L’inversion (i ) est une opération plus complexe. Chaque point se déplace à travers le centre de la molécule jusqu’à une position opposée à la position initiale et aussi loin du point central que là où il a commencé. De nombreuses molécules qui semblent à première vue avoir un centre d’inversion n’en ont pas ; par exemple, le méthane et d’autres molécules tétraédriques n’ont pas de symétrie d’inversion. Pour s’en convaincre, tenez un modèle de méthane avec deux atomes d’hydrogène dans le plan vertical à droite et deux atomes d’hydrogène dans le plan horizontal à gauche. L’inversion se traduit par deux atomes d’hydrogène dans le plan horizontal à droite et deux atomes d’hydrogène dans le plan vertical à gauche.
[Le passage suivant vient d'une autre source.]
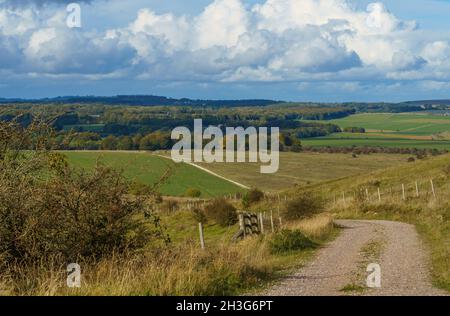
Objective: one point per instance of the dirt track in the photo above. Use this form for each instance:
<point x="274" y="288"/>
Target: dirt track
<point x="340" y="267"/>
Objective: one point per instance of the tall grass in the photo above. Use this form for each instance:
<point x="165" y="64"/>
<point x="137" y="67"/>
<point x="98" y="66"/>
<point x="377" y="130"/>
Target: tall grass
<point x="224" y="268"/>
<point x="430" y="215"/>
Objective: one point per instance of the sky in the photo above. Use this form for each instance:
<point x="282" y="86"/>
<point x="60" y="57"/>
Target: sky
<point x="294" y="50"/>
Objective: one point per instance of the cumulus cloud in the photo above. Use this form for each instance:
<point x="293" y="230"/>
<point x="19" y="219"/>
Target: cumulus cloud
<point x="290" y="40"/>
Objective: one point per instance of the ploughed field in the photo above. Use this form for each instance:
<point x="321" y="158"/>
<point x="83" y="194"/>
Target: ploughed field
<point x="402" y="130"/>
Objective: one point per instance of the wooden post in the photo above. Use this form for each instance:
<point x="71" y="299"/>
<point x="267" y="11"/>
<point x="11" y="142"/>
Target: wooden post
<point x="432" y="188"/>
<point x="271" y="221"/>
<point x="202" y="239"/>
<point x="417" y="189"/>
<point x="261" y="223"/>
<point x="242" y="223"/>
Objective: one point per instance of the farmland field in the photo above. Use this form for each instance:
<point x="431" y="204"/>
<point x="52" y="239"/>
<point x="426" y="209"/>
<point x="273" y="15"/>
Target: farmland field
<point x="405" y="130"/>
<point x="404" y="123"/>
<point x="149" y="169"/>
<point x="305" y="168"/>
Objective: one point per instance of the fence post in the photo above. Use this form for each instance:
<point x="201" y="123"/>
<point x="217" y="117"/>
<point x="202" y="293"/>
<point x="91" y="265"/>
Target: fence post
<point x="261" y="222"/>
<point x="202" y="239"/>
<point x="432" y="188"/>
<point x="242" y="223"/>
<point x="271" y="221"/>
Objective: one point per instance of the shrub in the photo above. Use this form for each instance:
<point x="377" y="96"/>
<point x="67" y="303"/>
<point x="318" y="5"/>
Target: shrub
<point x="140" y="189"/>
<point x="48" y="209"/>
<point x="290" y="240"/>
<point x="303" y="206"/>
<point x="222" y="212"/>
<point x="192" y="192"/>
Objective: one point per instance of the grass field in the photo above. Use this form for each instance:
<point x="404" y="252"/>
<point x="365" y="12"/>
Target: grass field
<point x="404" y="130"/>
<point x="149" y="169"/>
<point x="305" y="168"/>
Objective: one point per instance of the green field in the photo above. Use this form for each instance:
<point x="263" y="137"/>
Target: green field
<point x="404" y="130"/>
<point x="305" y="168"/>
<point x="149" y="169"/>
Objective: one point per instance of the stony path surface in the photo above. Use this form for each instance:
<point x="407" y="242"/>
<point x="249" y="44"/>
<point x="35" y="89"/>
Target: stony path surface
<point x="396" y="248"/>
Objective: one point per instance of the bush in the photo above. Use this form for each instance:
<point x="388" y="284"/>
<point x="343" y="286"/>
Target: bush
<point x="222" y="212"/>
<point x="303" y="206"/>
<point x="290" y="240"/>
<point x="192" y="192"/>
<point x="169" y="206"/>
<point x="48" y="209"/>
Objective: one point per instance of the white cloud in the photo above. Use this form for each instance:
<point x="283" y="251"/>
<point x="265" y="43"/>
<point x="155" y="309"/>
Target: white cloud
<point x="227" y="42"/>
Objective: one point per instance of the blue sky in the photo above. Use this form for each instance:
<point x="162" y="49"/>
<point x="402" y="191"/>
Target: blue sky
<point x="302" y="50"/>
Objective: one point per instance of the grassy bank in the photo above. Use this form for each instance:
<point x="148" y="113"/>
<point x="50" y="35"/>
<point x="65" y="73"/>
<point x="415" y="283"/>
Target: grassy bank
<point x="430" y="214"/>
<point x="223" y="268"/>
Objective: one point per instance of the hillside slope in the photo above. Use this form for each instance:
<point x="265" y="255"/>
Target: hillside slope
<point x="417" y="193"/>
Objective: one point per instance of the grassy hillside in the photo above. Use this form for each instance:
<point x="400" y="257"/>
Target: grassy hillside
<point x="305" y="168"/>
<point x="430" y="214"/>
<point x="149" y="169"/>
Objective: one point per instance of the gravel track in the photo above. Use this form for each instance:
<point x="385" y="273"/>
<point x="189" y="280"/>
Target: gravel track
<point x="404" y="263"/>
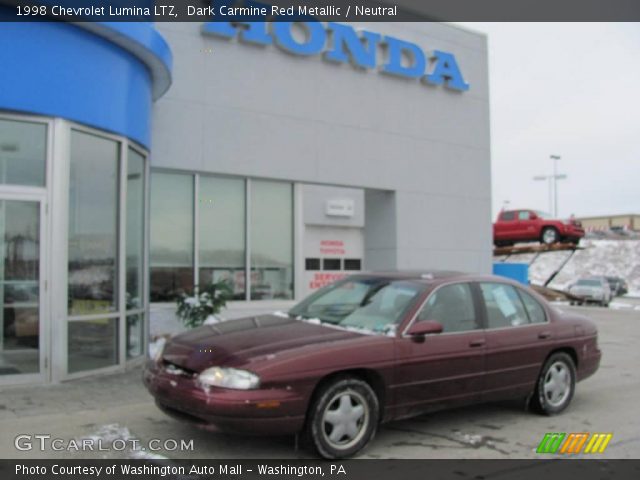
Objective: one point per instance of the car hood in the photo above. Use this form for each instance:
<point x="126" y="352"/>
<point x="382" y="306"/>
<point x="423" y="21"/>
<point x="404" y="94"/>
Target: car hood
<point x="236" y="342"/>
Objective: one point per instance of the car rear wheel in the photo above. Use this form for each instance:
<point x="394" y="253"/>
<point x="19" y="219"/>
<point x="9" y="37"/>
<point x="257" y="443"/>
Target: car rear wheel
<point x="556" y="384"/>
<point x="549" y="235"/>
<point x="343" y="419"/>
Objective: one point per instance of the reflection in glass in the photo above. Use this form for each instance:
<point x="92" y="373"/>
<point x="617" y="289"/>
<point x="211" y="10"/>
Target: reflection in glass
<point x="135" y="229"/>
<point x="271" y="240"/>
<point x="171" y="235"/>
<point x="222" y="233"/>
<point x="93" y="233"/>
<point x="92" y="344"/>
<point x="19" y="291"/>
<point x="22" y="153"/>
<point x="135" y="339"/>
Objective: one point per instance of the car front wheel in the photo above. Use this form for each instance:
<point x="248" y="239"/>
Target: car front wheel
<point x="343" y="419"/>
<point x="556" y="384"/>
<point x="550" y="235"/>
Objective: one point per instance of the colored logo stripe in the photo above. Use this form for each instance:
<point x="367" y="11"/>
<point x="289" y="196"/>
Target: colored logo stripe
<point x="572" y="443"/>
<point x="550" y="443"/>
<point x="598" y="442"/>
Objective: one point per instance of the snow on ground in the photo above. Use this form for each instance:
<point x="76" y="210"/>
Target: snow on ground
<point x="620" y="258"/>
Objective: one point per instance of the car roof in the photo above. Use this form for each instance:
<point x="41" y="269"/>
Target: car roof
<point x="428" y="276"/>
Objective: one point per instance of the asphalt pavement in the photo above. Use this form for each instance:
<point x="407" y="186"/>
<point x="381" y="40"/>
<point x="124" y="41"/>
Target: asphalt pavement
<point x="118" y="410"/>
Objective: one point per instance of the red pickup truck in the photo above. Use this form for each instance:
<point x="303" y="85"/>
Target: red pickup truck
<point x="514" y="226"/>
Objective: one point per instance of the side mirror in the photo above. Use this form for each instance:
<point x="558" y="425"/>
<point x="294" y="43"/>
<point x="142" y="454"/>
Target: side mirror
<point x="425" y="327"/>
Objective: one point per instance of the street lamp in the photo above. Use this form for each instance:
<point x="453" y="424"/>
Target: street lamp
<point x="553" y="179"/>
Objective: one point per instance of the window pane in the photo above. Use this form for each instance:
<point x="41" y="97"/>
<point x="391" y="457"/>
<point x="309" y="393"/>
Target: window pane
<point x="312" y="264"/>
<point x="171" y="235"/>
<point x="135" y="338"/>
<point x="504" y="308"/>
<point x="452" y="306"/>
<point x="93" y="232"/>
<point x="352" y="264"/>
<point x="331" y="264"/>
<point x="222" y="232"/>
<point x="135" y="229"/>
<point x="19" y="288"/>
<point x="534" y="309"/>
<point x="22" y="153"/>
<point x="271" y="240"/>
<point x="93" y="344"/>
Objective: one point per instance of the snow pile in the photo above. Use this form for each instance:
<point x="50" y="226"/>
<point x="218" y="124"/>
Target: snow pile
<point x="619" y="258"/>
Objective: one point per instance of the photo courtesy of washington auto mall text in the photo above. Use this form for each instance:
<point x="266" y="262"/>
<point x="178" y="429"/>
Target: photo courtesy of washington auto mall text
<point x="359" y="239"/>
<point x="193" y="471"/>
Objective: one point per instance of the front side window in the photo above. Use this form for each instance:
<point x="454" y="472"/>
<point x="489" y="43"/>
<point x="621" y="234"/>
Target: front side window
<point x="503" y="304"/>
<point x="534" y="309"/>
<point x="452" y="306"/>
<point x="372" y="304"/>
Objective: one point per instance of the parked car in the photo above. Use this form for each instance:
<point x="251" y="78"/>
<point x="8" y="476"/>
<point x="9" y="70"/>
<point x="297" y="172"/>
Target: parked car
<point x="592" y="290"/>
<point x="618" y="286"/>
<point x="370" y="349"/>
<point x="514" y="226"/>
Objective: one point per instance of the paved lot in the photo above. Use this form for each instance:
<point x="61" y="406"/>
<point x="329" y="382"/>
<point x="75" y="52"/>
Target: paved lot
<point x="117" y="407"/>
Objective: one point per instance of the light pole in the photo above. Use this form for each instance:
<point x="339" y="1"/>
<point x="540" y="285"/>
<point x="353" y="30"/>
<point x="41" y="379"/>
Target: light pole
<point x="547" y="177"/>
<point x="553" y="179"/>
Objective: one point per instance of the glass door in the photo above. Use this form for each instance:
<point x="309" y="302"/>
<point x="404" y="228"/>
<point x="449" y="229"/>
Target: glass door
<point x="22" y="355"/>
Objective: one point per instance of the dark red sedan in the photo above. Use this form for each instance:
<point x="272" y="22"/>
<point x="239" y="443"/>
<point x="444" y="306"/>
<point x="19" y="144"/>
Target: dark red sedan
<point x="374" y="348"/>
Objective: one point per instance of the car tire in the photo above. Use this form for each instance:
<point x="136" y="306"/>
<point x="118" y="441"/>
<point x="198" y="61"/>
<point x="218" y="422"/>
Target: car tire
<point x="549" y="236"/>
<point x="556" y="385"/>
<point x="343" y="418"/>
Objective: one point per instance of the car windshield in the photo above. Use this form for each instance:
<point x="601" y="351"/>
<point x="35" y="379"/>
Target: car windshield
<point x="372" y="304"/>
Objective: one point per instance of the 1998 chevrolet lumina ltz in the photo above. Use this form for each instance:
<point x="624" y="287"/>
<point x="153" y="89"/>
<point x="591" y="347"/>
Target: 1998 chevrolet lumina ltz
<point x="374" y="348"/>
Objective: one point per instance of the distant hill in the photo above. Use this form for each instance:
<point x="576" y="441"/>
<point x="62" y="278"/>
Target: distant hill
<point x="620" y="258"/>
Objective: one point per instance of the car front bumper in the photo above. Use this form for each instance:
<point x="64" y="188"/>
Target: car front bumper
<point x="256" y="412"/>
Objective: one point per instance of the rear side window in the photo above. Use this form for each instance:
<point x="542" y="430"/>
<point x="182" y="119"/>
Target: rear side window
<point x="503" y="304"/>
<point x="452" y="306"/>
<point x="534" y="309"/>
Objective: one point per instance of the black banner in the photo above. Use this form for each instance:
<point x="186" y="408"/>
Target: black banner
<point x="570" y="469"/>
<point x="321" y="10"/>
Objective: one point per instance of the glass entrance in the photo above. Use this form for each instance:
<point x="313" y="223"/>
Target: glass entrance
<point x="21" y="339"/>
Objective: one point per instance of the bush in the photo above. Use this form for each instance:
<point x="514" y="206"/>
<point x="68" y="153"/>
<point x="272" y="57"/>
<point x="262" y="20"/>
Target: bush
<point x="194" y="309"/>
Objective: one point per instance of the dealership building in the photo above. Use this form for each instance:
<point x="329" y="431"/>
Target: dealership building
<point x="139" y="161"/>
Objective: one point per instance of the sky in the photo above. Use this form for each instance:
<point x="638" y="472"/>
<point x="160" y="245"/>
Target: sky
<point x="567" y="89"/>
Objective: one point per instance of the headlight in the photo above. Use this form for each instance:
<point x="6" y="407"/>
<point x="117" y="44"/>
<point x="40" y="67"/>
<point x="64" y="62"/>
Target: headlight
<point x="229" y="378"/>
<point x="157" y="348"/>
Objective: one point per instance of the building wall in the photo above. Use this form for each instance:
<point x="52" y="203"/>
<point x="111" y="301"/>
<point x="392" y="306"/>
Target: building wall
<point x="630" y="221"/>
<point x="420" y="152"/>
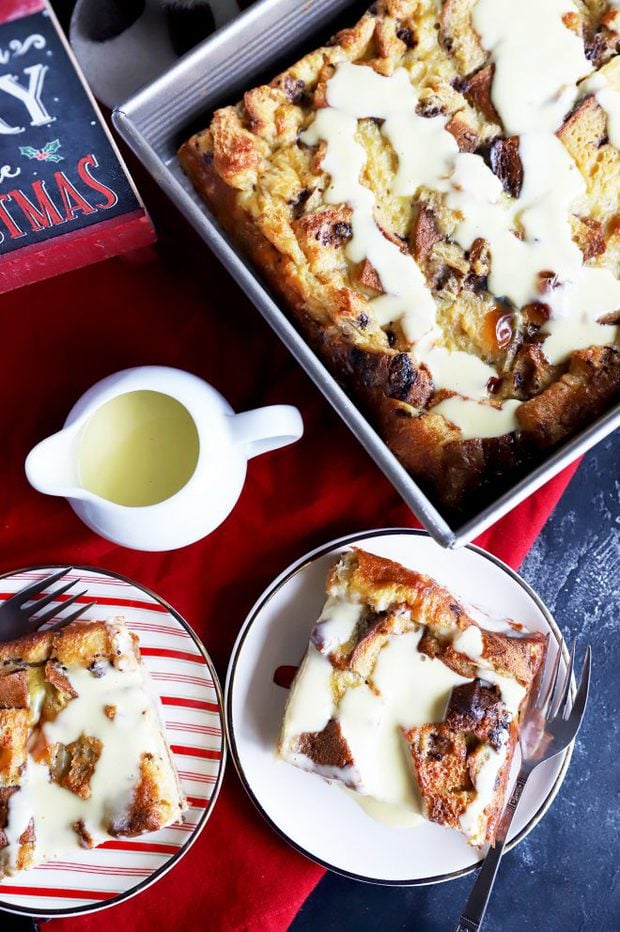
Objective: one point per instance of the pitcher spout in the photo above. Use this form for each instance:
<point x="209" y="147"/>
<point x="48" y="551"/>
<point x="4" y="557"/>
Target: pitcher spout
<point x="51" y="466"/>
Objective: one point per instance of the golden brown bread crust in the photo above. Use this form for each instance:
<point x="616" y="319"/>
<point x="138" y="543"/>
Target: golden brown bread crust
<point x="447" y="755"/>
<point x="34" y="688"/>
<point x="264" y="187"/>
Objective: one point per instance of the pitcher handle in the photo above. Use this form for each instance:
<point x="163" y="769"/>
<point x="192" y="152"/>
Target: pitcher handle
<point x="265" y="429"/>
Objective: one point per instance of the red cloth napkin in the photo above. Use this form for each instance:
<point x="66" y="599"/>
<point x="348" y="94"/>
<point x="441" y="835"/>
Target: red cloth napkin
<point x="62" y="335"/>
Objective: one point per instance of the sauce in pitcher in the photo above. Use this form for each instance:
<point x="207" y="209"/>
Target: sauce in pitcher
<point x="138" y="449"/>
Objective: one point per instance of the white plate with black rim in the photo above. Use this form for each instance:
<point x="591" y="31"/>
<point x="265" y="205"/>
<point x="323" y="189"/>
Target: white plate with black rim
<point x="316" y="817"/>
<point x="185" y="680"/>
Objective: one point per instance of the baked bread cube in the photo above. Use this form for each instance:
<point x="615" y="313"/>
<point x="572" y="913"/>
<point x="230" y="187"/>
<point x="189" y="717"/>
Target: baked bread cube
<point x="404" y="698"/>
<point x="83" y="754"/>
<point x="439" y="212"/>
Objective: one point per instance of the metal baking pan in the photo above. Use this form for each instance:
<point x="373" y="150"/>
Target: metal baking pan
<point x="254" y="47"/>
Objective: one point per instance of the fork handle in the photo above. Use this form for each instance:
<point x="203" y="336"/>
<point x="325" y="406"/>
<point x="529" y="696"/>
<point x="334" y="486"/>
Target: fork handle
<point x="477" y="902"/>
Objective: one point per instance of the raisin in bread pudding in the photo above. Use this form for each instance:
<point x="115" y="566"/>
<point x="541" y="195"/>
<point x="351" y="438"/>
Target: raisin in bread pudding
<point x="436" y="195"/>
<point x="83" y="756"/>
<point x="404" y="698"/>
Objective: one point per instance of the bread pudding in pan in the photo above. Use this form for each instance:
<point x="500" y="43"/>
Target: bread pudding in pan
<point x="436" y="195"/>
<point x="83" y="756"/>
<point x="407" y="700"/>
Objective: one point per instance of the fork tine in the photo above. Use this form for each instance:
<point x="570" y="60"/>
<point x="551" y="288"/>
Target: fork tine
<point x="50" y="597"/>
<point x="28" y="592"/>
<point x="560" y="701"/>
<point x="73" y="616"/>
<point x="575" y="715"/>
<point x="553" y="681"/>
<point x="55" y="610"/>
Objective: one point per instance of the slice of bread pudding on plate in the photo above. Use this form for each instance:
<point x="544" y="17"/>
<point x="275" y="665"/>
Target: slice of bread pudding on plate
<point x="83" y="755"/>
<point x="408" y="700"/>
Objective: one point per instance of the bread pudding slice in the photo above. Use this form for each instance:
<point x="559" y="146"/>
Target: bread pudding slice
<point x="403" y="697"/>
<point x="434" y="194"/>
<point x="83" y="755"/>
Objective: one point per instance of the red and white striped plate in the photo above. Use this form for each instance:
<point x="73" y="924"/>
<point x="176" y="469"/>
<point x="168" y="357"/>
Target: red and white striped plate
<point x="185" y="680"/>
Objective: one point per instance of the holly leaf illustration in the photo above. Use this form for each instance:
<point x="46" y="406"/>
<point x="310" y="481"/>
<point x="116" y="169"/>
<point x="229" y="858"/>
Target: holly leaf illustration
<point x="50" y="151"/>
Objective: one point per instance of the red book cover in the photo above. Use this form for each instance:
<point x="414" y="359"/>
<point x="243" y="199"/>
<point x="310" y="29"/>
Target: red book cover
<point x="66" y="199"/>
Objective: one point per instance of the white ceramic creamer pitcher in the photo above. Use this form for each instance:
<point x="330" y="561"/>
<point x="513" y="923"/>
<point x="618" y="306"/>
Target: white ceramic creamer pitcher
<point x="222" y="443"/>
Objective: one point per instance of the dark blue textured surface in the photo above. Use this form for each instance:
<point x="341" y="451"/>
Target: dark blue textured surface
<point x="565" y="876"/>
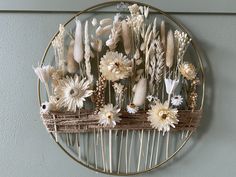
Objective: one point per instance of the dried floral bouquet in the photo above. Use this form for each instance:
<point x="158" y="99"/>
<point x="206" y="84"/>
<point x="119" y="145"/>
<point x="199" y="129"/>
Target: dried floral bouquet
<point x="130" y="71"/>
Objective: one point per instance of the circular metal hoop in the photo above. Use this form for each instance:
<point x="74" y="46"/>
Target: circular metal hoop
<point x="194" y="45"/>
L’inversion n’est donc pas une opération de symétrie du méthane, car l’orientation de la molécule après l’opération d’inversion diffère de l’orientation initiale. Et la dernière opération est la rotation impropre ou opération de réflexion par rotation (Sn) nécessite une rotation de 360°/n, suivie d’une réflexion par un plan perpendiculaire à l’axe de rotation.

Mécanique statistiqueEdit

La théorie des groupes peut être utilisée pour résoudre l’incomplétude des interprétations statistiques de la mécanique développées par Willard Gibbs, relatives à la sommation d’un nombre infini de probabilités pour donner une solution significative.

CryptographieEdit

De très grands groupes d’ordre premier construits dans la cryptographie à courbe elliptique servent à la cryptographie à clé publique. Les méthodes cryptographiques de ce type bénéficient de la flexibilité des objets géométriques, donc de leurs structures de groupe, ainsi que de la structure compliquée de ces groupes, qui rendent le logarithme discret très difficile à calculer. L’un des premiers protocoles de cryptage, le chiffrement de César, peut également être interprété comme une opération de groupe (très facile). La plupart des schémas cryptographiques utilisent les groupes d’une manière ou d’une autre. En particulier, l’échange de clés Diffie-Hellman utilise des groupes cycliques finis. Ainsi, le terme cryptographie basée sur les groupes se réfère surtout aux protocoles cryptographiques qui utilisent des groupes non abéliens infinis tels qu’un groupe tressé.

Le groupe cyclique Z26 sous-tend le chiffrement de César.